Namun berdasarkan pantauan di lapangan, cara pelaksanaan perbaikan itu dinilai sangat tidak wajar dan diduga tidak memenuhi standar teknis yang berlaku. Perbaikan yang dilakukan diduga tidak memasukkan instalasi kabel ke dalam jalur panel listrik sebagaimana mestinya, melainkan hanya dialirkan secara langsung sehingga terlihat menjuntai dan tergantung begitu saja pada tiang-tiang penyangga.
Kondisi ini menimbulkan kekhawatiran serius. Aliansi menilai ada kemungkinan perbaikan tersebut hanya bersifat permukaan atau sekadar tampilan luar, dengan tujuan agar permasalahan yang dilaporkan dianggap sudah selesai, sehingga proses hukum dapat terhambat. “Kami memperingatkan agar Kejaksaan Negeri Serang jangan sampai terkelabui dengan langkah perbaikan ini. Jangan sampai upaya perbaikan yang terbatas ini justru menjadi alasan untuk menghentikan pemeriksaan, padahal inti dugaan penyimpangannya belum terjawab,” tegas perwakilan Aliansi Gerakan Serang Raya.

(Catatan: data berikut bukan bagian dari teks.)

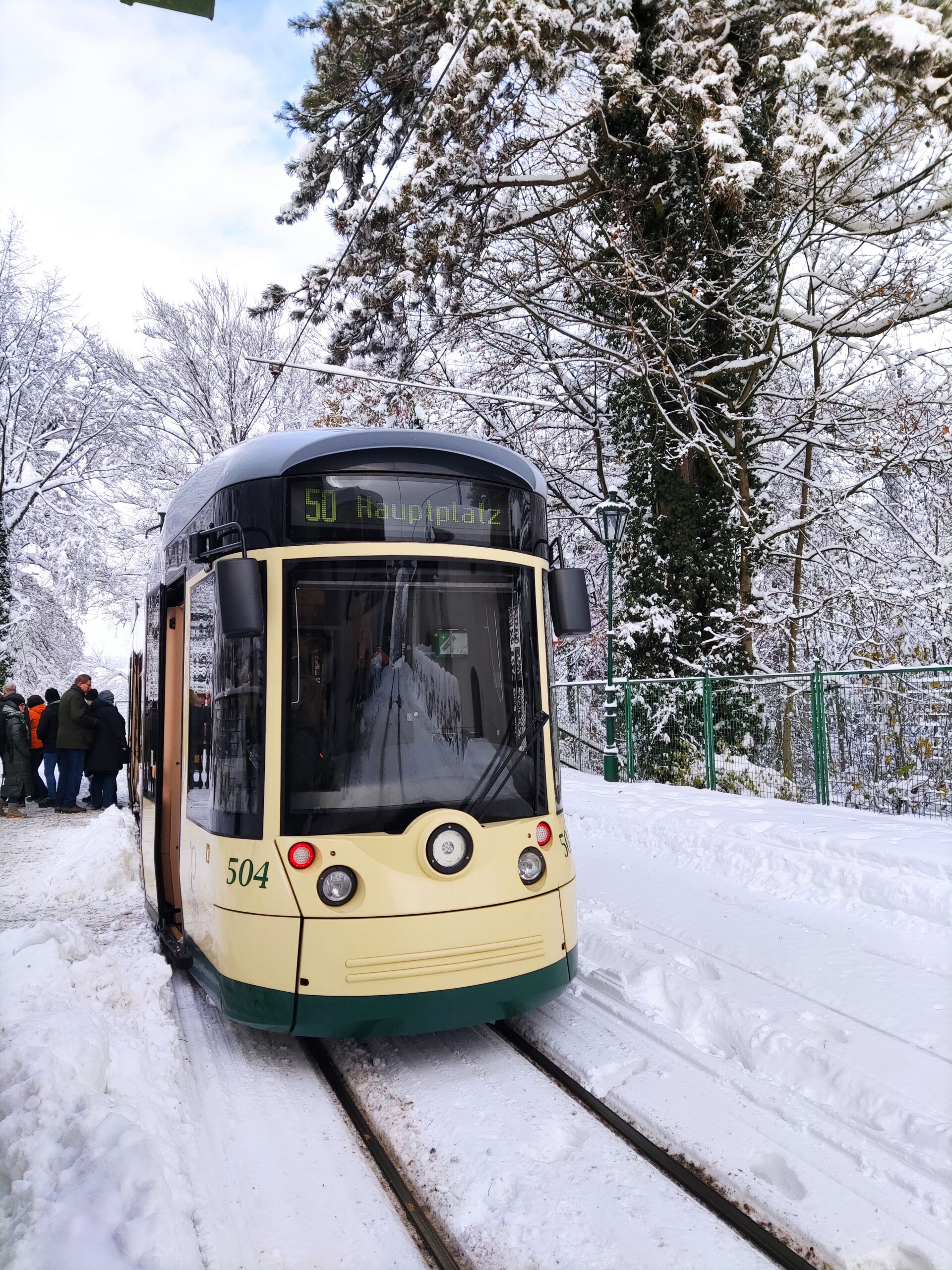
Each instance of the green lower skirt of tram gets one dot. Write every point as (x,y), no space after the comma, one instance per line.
(389,1015)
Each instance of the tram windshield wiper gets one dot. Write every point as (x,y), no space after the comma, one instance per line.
(499,770)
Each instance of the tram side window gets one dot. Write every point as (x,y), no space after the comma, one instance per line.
(151,719)
(408,683)
(225,723)
(552,702)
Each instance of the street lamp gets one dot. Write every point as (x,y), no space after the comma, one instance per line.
(613,516)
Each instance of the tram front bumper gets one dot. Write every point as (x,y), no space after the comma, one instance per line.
(399,976)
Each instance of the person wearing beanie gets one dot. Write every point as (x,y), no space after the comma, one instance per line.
(14,742)
(35,708)
(107,754)
(74,737)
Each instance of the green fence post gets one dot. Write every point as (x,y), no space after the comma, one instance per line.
(629,734)
(818,719)
(708,702)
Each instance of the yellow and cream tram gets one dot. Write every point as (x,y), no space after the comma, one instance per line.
(345,765)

Untuk itu, Aliansi mendesak Kejaksaan Negeri Serang melakukan pemeriksaan secara menyeluruh dan mendalam, tidak hanya melihat kondisi fisik saat ini. Pemeriksaan harus melibatkan tenaga ahli di bidang kelistrikan dan teknik elektro guna menilai kesesuaian teknis pekerjaan. Selain itu, wajib diteliti juga seluruh dokumen perencanaan, Rencana Anggaran Biaya (RAB), pelaksanaan pekerjaan, hingga pertanggungjawaban keuangannya.

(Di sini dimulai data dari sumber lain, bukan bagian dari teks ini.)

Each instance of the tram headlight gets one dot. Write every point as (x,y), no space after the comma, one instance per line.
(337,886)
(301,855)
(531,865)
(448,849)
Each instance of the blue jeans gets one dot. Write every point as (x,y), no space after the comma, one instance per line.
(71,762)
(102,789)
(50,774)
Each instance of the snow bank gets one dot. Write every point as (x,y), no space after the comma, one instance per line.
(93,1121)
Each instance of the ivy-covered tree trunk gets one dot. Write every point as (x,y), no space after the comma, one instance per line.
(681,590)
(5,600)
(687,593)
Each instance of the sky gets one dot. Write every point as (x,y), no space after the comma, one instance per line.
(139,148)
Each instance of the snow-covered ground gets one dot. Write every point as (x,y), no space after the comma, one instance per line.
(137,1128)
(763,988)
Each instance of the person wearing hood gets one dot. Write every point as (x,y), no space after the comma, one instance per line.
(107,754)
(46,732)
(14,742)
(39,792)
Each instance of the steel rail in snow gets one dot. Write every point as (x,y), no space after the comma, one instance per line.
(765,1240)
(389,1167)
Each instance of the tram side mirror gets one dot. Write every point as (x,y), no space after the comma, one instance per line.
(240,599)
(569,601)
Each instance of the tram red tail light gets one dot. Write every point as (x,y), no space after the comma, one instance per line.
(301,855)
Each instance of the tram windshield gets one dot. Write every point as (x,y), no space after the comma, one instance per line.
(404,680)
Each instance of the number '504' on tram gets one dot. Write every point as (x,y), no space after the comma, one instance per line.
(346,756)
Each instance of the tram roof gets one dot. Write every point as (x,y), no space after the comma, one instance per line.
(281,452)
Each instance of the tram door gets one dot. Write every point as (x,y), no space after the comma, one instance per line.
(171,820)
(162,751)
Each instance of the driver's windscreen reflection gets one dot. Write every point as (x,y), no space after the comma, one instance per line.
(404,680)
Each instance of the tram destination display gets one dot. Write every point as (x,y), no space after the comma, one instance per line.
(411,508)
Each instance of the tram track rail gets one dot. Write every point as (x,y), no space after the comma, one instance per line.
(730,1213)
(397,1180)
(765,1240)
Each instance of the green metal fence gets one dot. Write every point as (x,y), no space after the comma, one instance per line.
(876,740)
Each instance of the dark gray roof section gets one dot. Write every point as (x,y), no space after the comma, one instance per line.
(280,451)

Pemeriksaan juga harus ditujukan kepada pihak-pihak yang memiliki tanggung jawab langsung, antara lain Pejabat Pembuat Komitmen (PPK), Pejabat Pelaksana Teknis Kegiatan (PPTK), serta Kuasa Pengguna Anggaran. Hal ini penting untuk memastikan apakah penggunaan anggaran sudah sesuai ketentuan atau justru terdapat penyimpangan yang merugikan keuangan negara.
“Laporan yang kami sampaikan bukan hanya soal kondisi fisik jalan, melainkan soal pengelolaan anggaran dan kewenangan. Perbaikan yang baru dilakukan setelah ada laporan tidak boleh menutupi dugaan kesalahan atau penyalahgunaan yang sudah terjadi sejak awal,” tambahnya.
Aliansi menegaskan akan terus memantau jalannya pemeriksaan dan meminta Kejaksaan Negeri Serang bersikap tegas serta objektif, agar keadilan dan kepastian hukum benar-benar terwujud.